Because in New Brunswick, It’s Still 1977
Back in 1977, former New Brunswick deputy premier and business woman Aldéa Landry remembers more women starting to join federal and provincial politics, but the numbers were not where they needed to be.
Forty years later, one may think things have greatly improved and that more women are running and being elected in Canada than ever before. But Landry says that’s not the case in New Brunswick. In fact, she says the numbers are quite similar to those in the mid-seventies.
Currently the New Brunswick legislature has 16 per cent female representation.
“We are now exactly where we were then,” Landry told a crowd of mostly women at The Union Club in Saint John, a place where not long ago, women were not allowed or had to use the back door.
Landry is one of the 12 founding members of Women for 50%, a new group of New Brunswick women leaders who joined together with the goal to increase female participation in the 2018 provincial election. The aim is to have 50 per cent female candidates for each party. The group plans to do this by hosting a free conference in Fredericton on Feb. 13, where participants will hear from party leaders, meet female mentors and learn from a panel of accomplished women. The conference will also feature special guest speaker Sheila Copps, the first women ever to hold the position of Deputy Prime Minister and served 10 years in federal cabinet.
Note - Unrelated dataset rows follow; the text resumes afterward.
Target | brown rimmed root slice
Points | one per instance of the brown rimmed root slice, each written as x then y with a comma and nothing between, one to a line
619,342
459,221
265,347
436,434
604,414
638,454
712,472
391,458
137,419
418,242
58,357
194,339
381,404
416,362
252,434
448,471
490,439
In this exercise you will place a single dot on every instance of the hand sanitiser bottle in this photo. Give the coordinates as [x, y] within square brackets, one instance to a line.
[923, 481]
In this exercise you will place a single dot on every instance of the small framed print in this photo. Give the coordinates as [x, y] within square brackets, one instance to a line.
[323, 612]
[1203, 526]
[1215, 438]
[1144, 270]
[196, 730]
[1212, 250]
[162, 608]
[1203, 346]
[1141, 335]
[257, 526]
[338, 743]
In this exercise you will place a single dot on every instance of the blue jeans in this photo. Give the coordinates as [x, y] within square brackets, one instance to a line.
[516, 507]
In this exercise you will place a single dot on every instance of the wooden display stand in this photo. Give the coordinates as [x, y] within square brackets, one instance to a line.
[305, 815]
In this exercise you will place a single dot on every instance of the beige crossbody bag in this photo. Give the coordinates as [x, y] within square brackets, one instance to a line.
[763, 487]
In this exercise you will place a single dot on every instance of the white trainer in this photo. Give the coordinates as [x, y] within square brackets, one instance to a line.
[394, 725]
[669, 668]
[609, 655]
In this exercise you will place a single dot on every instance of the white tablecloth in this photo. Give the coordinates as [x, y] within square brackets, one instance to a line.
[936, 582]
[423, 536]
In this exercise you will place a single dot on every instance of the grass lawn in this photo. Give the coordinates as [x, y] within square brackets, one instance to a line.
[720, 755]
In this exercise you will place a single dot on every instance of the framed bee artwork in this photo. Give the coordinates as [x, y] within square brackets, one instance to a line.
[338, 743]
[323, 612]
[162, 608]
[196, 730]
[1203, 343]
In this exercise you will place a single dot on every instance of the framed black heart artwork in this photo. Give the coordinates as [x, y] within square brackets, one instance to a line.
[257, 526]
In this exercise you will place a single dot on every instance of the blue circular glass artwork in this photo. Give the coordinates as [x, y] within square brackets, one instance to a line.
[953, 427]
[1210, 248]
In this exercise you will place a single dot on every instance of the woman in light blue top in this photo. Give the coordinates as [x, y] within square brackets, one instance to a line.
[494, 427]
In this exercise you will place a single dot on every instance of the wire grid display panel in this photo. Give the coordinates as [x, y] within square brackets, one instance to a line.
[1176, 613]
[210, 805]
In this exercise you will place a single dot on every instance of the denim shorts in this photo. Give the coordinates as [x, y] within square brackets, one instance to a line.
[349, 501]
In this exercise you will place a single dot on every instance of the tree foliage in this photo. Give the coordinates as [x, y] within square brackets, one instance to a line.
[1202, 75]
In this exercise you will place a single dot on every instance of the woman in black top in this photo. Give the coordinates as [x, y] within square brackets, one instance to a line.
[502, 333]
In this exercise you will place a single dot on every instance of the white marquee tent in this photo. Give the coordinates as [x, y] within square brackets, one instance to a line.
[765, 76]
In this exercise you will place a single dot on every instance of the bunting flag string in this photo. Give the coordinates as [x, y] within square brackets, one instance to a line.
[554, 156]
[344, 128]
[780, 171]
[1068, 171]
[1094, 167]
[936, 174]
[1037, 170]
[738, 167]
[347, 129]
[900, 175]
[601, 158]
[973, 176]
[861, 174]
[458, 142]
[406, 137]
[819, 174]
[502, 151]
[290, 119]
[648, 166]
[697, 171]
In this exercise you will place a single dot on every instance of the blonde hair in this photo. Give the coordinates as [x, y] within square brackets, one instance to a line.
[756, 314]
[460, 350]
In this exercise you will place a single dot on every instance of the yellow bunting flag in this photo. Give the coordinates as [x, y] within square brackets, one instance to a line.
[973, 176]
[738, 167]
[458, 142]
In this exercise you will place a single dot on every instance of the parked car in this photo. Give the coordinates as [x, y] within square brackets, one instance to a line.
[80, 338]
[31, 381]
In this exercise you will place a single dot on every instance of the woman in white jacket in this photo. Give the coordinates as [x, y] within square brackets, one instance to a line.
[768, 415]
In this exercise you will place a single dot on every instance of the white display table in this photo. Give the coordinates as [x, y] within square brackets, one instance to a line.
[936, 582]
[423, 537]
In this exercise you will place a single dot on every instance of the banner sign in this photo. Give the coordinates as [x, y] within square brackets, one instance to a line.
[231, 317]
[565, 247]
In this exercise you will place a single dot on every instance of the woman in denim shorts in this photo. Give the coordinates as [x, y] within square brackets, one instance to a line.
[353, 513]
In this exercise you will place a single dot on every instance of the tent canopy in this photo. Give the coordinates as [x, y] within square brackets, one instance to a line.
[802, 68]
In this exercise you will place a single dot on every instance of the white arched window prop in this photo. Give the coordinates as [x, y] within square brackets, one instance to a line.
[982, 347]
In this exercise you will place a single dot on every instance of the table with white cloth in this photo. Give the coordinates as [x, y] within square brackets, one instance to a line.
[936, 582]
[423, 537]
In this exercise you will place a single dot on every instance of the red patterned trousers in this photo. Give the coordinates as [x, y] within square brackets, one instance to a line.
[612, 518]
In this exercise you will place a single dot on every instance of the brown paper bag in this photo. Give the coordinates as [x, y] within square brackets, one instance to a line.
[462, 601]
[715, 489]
“I think for aeons men have had a network. That’s the problem. It’s a self-fulfilling cycle because you have the ‘old boys’ network that is supporting each other. It’s a natural law of attraction and that’s what drives people to support it. They talk about it, they bring people in” says Roxanne Fairweather, Women for 50% co-chair and co-CEO of Innovatia. “And I think we need to break that barrier. So having women stand up and say ‘you can do this’ I think is showing other women that women are in powerful positions.”
Many of the group’s other founding members are also in business, another sector women haven’t always had it easy in. But Fairweather says the private sector has actually been ahead of the curve when it comes to female leadership and the public sector could learn a thing or two.
“The private sector is far ahead in the province of New Brunswick in terms of political representation for females. And I think the political system needs to take a page out of the book of what we have done in the private sector to move women and advance women into positions of authority and power.”